With all the machines running we got up to a total of 3079431974
hashes/second, i.e. 332578653192000 hashes/30 hours (but not all
machines were up all the time).
Here are some statistics on the difficulty of finding hashes at
various Hamming distances.
Average number of hashes: | to find hash at distance: | Note: |
---|---|---|
51180834166 | 39 | |
160104147904 | 38 | |
518231847164 | 37 | |
1736777001308 | 36 | |
6030475698988 | 35 | |
21709712516358 | 34 | |
81092161458160 | 33 | (fairly good chance) |
314539292928624 | 32 | (some chance) |
1267986524618517 | 31 | (would have to be lucky) |
5317362845174426 | 30 |
Well, guess we got overly lucky with the distance 30 string. Tesla made the right internal guesses!

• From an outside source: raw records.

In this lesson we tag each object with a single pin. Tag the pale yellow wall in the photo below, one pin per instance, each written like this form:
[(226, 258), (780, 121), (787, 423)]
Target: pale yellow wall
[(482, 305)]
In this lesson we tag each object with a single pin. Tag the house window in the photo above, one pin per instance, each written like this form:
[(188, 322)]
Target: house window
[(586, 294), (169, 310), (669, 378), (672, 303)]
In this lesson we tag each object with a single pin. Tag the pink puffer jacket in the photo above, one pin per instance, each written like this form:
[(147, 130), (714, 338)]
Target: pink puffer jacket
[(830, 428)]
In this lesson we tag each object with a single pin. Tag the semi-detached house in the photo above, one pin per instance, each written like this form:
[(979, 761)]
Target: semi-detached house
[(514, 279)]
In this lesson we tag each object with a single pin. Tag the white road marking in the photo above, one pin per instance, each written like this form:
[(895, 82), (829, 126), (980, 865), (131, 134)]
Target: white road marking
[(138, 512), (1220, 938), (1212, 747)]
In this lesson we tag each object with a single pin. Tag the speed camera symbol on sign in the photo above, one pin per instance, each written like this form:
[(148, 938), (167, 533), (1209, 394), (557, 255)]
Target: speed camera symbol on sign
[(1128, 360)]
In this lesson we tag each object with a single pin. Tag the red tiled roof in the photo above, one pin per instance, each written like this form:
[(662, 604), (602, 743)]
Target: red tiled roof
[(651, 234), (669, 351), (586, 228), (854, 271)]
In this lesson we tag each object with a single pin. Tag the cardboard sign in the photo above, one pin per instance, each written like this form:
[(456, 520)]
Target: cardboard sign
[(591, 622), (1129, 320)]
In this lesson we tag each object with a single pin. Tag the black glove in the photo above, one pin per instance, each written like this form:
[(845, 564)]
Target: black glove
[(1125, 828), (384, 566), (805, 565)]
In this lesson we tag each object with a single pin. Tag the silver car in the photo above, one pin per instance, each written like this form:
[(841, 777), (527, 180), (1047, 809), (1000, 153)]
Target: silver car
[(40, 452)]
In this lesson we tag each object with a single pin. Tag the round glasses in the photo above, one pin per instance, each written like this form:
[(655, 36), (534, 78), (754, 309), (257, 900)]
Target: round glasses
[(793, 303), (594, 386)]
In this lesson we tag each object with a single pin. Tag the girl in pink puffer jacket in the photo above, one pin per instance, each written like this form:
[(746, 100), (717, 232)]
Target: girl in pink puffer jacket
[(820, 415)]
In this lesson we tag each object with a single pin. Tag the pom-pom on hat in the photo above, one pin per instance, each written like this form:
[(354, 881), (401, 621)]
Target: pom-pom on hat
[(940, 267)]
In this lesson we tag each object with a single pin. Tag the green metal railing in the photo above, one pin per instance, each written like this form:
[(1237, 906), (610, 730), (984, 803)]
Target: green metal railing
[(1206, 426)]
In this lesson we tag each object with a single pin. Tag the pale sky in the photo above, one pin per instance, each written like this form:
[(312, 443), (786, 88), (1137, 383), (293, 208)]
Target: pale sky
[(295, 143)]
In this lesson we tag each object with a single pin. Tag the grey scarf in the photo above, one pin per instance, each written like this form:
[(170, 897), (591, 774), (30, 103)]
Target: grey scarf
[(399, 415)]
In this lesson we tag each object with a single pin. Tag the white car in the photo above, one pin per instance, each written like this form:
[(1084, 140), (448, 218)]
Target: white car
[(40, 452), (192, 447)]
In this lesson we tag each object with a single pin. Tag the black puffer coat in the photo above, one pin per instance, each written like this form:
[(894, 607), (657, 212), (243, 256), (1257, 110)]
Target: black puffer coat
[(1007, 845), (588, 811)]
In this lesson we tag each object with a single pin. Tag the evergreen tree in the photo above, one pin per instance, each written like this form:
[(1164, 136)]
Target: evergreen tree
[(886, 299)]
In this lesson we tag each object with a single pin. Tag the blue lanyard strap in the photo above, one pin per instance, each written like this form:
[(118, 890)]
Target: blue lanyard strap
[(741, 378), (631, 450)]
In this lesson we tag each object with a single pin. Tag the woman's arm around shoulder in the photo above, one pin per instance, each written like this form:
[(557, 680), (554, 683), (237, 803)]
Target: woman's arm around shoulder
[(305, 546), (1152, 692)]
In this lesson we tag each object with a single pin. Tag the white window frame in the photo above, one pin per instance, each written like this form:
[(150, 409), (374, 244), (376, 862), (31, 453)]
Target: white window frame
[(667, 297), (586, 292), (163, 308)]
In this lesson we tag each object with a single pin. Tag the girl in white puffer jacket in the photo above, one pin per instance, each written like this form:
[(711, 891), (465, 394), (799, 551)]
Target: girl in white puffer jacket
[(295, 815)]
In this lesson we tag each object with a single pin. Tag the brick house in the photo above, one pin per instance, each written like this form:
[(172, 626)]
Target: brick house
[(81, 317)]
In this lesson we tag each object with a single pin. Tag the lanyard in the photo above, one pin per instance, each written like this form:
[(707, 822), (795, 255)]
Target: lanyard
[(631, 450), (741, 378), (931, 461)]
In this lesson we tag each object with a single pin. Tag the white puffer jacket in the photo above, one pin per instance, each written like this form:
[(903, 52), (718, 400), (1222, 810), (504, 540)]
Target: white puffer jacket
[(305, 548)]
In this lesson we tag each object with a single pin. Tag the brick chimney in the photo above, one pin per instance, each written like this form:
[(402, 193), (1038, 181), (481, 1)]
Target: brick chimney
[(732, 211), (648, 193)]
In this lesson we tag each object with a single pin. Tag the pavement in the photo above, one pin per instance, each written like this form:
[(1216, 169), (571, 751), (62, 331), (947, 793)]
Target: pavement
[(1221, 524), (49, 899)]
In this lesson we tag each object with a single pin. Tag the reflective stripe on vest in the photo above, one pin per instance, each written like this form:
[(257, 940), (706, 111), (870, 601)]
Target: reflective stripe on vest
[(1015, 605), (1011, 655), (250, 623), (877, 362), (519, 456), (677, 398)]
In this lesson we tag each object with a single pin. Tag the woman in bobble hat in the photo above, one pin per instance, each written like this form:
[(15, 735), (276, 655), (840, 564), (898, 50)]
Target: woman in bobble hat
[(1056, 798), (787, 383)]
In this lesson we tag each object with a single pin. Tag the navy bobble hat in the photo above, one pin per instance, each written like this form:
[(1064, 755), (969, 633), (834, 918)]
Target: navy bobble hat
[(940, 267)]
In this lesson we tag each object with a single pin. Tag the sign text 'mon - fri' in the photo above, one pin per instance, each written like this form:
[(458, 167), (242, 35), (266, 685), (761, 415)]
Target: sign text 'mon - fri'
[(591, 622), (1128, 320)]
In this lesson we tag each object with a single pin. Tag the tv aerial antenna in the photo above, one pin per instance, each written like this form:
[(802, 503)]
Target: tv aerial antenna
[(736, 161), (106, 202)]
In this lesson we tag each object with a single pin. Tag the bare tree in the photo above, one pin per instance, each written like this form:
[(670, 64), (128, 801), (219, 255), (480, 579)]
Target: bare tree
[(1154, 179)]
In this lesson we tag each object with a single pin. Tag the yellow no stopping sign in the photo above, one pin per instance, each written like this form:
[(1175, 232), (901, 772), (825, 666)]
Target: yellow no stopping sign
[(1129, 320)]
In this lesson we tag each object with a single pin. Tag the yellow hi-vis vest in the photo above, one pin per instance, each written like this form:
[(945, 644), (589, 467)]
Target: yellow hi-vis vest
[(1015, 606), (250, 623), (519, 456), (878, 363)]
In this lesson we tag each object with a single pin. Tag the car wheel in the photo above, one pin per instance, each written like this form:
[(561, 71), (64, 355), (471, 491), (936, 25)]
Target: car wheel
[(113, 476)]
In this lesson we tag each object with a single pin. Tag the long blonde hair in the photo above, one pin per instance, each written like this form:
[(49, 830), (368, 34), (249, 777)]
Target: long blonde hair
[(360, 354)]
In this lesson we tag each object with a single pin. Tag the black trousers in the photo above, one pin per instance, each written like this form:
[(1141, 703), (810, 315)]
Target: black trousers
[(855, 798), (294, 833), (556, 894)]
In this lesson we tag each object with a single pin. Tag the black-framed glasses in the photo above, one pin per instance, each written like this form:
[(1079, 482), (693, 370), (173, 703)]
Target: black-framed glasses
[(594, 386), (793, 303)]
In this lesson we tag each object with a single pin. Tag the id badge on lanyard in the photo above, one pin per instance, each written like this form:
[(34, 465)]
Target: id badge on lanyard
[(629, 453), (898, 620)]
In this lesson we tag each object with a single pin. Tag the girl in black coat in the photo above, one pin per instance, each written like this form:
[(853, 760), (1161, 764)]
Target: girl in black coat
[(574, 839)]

Some results of low weight:
34 | giscours | bUGs buGS buGS bUgS blAnK BlAnk blanK BlanK BUGS BUgS bugS BugS dwCpy |
34 | margaux | BugS BUgs buGs BUgs bLANK Blank bLanK BlAnk BuGs BuGs BUGS bUGs FcBkw |
34 | angel1 | cOWs cOws cOws Cows dirTY dIrTY DIRty DirtY cOWS COWS CoWS COWS qqhmD |
34 | behemoth | cOWs CoWs cowS COws diRTy diRTy diRty dIrtY cOWS COwS COwS CowS kicOo |
34 | behemoth | coWs cOWs coWS cOws dIRtY Dirty DiRTY DIrtY cOWS Cows CoWs Cows FtEgn |
34 | behemoth | CoWs cOws cOWs COWS DirTY DirTY DirtY dIrty COWS CowS cOwS CoWS csr6B |
34 | behemoth | coWS cOWs cowS cOws dIRtY Dirty DiRTY DIrtY cOWS Cows CoWs Cows byhia |
34 | berlekamp | BUGs BuGs bUGs BUGS BlAnk BlAnk BLAnK blAnK buGs bUGs bUGs bUGS icxxt |
34 | ebauche | rUBY rubY ruBY ruby tokyo ToKYo tOkYo tokYO rUBy RubY ruBy ruby ifloc |
34 | lanczos | BUgS bugS BUGs BUGs blAnK Blank BlAnk BlANK BuGs BUGs bUGs BuGs ckbBr |
34 | ranger | BuGs BUGS bugs bUgs BlAnk BlanK bLaNk blaNk BUGs BUGS BUGs BuGs banzb |
34 | unicorn | bugS BUGS BUGs bUgs blANk BlanK blAnk bLAnK buGS bugs BuGS bUgs xphKL |
34 | unicorn | bUgS bUGs bUGs BuGS bLank bLANK BLAnK BLaNK BuGS BuGs BuGs bUgs tmFgx |
33 | behemoth | COws cows COws COWs diRTy diRTy diRty dIrtY cOWS COwS COwS CowS omBdF |
33 | behemoth | CoWS coWS CowS cOWS DiRTY DIrtY DirTy DIRtY COWS COWS cOwS cOWS bvpDq |
33 | movebank | BUgs bUGS bUGs bugS BlaNK BLanK blANK bLaNK BugS BUgs BuGs bUgs liwcC |
33 | ranger | BuGs buGS BUgs BUgs BLanK BlanK bLanK blAnk BUGs bUgS bugS buGs CltAB |
32 | giscours | bUgs BuGS bUgS BUgS blAnK BlAnk blanK BlanK BUGS BUgS bugS BugS wrubc |
32 | behemoth | cOWs cOwS cOwS cowS DIRtY Dirty DiRTY DIrtY cOWS Cows CoWs Cows owjo0 |
31 | centaur | bUGs BUgs bUGS bUgS bLAnk BlAnK BlANK BLank buGS bugS bUGS bUGs dCao2 |
30 | tesla | BuGS bugs bUgs BUGs BLAnK BlAnK blANK BlaNK BuGS BUgS buGS bugS FkCjV |
Nothing is official yet, but from scanning the public postings it looks good for us. A very nice leader chart is by jazzychad who went through the effort of removing invalid or repeated entries and got us reloading continuously. Thanks for the great service of putting everything in humanly accessible and readable form! Tanja and Dan have been sending tweets to engineyard. Our best one is at Hamming distance 30 from the challenge text
BuGS bugs bUgs BUGs BLAnK BlAnK blANK BlaNK BuGS BUgS buGS bugS FkCjVand we got some other nice small distances, too.